Gentile coasts to third term in Council

Incumbent Democratic City Councilmember Vincent Gentile easily won a third and final term on Election Day, turning back a challenge by Republican John Quaglione.

Unofficial results have Gentile scoring 62.7 percent of the vote, with 12,638 ballots cast in his favor. Quaglione – deputy chief of staff to State Senator Marty Golden — received 35.6 percent (7,162 votes) and the Green Party candidate, Patrick Dwyer, got 1.7 percent (342 votes). He is now poised to become the most senior member of the City Council in January, 2014, as many of his colleagues were term-limited out of office.

“Can you say landslide?” an ebullient Gentile asked supporters gathered at the Stars & Stripes Democratic Club, 15th Avenue and 74th Street. “The people have spoken and my contract has been renewed.

“This campaign was about the future and the possibilities based on my now official new position as the most senior member of the City Council, based on the new leadership in the city, with a new mayor, Bill De Blasio, based upon what we have already accomplished,” Gentile went on. “We only talked about the future in positive terms. We ran with the most solid record and tonight the voters rewarded us.”

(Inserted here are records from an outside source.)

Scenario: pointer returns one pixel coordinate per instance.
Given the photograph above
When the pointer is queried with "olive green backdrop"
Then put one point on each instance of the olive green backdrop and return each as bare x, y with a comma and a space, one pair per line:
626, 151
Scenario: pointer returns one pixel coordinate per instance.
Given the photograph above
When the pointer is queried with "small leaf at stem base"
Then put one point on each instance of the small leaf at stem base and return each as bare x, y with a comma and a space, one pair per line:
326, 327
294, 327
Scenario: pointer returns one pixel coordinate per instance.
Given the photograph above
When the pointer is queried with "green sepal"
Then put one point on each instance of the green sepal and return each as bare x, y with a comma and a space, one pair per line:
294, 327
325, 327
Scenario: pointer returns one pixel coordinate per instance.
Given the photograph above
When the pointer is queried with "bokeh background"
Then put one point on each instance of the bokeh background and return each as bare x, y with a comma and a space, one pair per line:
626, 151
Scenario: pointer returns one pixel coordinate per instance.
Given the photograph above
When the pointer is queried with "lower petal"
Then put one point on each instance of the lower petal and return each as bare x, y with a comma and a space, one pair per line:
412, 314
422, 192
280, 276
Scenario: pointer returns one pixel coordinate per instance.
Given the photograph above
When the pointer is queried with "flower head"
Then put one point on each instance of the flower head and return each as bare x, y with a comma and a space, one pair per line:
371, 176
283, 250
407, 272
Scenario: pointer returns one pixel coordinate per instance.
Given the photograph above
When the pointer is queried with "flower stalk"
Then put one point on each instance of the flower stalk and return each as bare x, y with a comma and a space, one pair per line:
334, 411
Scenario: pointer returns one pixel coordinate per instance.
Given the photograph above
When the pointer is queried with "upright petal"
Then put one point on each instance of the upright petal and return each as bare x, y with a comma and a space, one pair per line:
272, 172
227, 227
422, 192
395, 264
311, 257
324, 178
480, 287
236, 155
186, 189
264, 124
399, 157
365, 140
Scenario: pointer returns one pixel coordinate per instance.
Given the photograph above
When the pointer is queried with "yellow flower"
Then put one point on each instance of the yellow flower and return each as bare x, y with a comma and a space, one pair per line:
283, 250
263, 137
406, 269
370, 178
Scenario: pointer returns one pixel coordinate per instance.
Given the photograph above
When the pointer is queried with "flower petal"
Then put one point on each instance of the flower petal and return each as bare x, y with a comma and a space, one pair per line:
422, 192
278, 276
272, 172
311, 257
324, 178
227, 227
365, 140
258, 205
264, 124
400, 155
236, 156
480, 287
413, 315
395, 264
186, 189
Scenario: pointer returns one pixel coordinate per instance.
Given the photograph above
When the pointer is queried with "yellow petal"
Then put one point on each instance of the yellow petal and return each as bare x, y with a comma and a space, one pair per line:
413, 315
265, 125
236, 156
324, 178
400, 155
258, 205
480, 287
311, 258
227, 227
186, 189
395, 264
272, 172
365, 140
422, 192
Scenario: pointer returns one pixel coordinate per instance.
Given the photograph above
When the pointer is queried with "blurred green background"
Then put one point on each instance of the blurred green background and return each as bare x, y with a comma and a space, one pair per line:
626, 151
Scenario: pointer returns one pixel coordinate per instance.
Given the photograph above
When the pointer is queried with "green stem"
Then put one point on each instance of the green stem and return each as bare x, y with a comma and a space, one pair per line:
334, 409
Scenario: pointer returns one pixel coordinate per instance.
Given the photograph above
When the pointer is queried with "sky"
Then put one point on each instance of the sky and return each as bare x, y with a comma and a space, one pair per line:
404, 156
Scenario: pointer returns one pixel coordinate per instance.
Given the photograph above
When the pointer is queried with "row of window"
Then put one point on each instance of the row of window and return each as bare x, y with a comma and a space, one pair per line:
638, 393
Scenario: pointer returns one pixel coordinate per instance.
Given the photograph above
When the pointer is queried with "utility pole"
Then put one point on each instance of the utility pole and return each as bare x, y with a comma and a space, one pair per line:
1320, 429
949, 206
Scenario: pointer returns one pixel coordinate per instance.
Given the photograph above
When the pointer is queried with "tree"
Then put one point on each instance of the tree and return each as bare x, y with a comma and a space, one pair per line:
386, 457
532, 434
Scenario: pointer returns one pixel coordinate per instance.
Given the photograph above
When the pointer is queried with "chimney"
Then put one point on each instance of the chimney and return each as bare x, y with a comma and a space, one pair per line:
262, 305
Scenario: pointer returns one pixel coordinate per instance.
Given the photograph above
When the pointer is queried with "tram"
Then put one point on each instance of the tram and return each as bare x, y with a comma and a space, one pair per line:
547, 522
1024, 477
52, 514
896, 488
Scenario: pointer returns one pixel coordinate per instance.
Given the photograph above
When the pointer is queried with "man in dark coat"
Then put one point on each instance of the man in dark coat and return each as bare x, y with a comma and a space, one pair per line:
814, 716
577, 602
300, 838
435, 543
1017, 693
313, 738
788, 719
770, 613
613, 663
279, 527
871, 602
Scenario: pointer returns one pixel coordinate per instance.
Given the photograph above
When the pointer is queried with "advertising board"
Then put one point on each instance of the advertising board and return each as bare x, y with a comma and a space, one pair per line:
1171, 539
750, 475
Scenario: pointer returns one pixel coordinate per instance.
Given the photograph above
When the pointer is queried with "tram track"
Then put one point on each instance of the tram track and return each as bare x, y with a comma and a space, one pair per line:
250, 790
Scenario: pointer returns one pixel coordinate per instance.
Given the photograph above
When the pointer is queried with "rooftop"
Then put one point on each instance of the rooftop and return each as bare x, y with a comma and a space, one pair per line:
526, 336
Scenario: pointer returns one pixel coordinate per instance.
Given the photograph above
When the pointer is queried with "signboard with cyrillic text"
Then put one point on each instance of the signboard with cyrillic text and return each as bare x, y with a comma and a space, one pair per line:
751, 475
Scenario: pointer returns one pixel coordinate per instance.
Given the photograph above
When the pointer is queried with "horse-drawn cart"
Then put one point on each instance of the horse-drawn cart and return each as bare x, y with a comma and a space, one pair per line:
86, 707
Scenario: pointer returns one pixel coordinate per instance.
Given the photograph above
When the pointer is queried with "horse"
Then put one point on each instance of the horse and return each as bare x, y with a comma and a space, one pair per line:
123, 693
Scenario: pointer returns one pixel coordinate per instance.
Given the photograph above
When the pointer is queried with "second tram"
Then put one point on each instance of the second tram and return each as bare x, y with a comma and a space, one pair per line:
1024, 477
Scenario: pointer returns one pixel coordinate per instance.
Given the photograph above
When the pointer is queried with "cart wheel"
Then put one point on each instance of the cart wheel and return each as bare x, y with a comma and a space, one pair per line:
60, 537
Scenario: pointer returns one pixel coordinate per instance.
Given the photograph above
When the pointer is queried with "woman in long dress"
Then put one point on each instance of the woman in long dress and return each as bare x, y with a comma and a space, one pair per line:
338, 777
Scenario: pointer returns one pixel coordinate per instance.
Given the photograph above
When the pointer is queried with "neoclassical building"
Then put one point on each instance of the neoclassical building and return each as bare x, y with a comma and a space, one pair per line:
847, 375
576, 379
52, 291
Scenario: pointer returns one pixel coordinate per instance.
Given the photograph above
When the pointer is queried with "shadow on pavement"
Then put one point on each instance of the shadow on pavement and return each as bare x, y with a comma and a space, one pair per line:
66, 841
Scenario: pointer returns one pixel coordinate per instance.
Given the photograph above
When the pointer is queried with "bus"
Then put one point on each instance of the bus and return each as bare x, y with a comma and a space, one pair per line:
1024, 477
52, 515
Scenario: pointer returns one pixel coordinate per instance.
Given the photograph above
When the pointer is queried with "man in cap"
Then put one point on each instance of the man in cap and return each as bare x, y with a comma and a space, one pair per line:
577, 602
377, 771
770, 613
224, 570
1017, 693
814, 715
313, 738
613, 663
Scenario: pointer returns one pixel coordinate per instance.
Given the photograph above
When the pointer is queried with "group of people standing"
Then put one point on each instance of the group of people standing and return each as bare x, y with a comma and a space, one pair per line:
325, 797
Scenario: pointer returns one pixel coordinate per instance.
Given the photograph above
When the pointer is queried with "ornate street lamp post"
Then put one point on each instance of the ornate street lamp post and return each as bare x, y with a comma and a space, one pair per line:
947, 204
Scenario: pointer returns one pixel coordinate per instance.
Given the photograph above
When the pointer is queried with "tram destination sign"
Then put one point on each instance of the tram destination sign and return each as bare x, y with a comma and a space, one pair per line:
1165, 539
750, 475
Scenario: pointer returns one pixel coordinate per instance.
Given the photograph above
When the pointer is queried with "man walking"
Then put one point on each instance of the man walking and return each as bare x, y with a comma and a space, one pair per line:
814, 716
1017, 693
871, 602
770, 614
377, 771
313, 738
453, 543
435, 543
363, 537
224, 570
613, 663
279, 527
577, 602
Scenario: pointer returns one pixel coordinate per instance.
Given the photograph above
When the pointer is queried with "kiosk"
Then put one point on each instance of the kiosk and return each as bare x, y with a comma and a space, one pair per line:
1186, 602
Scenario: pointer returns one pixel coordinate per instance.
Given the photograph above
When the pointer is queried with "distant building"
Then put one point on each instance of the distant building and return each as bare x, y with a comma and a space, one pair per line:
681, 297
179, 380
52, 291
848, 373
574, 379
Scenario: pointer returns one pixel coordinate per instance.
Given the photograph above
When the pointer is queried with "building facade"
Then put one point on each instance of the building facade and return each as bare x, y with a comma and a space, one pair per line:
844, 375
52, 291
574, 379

Among the planks in his platform were the restoration of ferry service at the Brooklyn Army Terminal while the R train tunnel is under repair; scoring the city’s first EcoDock for Bay Ridge’s 69th Street Pier; getting legislation passed to prevent the city from charging for metered parking on Sundays; twice-a-day trash can pickups on local shopping strips; security cameras that will be installed on commercial thoroughfares in Bay Ridge; a new district-wide graffiti removal program; getting funding to upgrade NYPD officers’ bulletproof vests; and two Greenmarkets, one in Bay Ridge and one in Bensonhurst.

Gentile said that, moving forward, he expected his last term in the Council to be “filled with great accomplishments as I use my senor status to benefit the people in the district.”

John Quaglione with wife Kerry and daughter Natalie.

Quaglione, gathered with supporters at the Salty Dog, Third Avenue and Bay Ridge Parkway, said he was “very proud of the race I ran, based on the issues. I think folks responded to a lot of the issues I raised and I do believe there is room for improvement.”

His taste of candidacy has whetted Quaglione’s appetite for future races. “I definitely will be running again,” he told this paper. “These were the hardest seven months of my life but I got a high from it. I do feel there were rewards.”

Coming forward to advocate on his community’s behalf was a natural progression for him, Quaglione added. “It’s good for young people to start getting involved in the process,” he said. “We live here, we’re the people with kids in school, we’re the next generation of homeowners, store owners and taxpayers. We should at least attempt to do something to make improvements instead of standing on the sidelines and saying this is wrong and that is wrong.”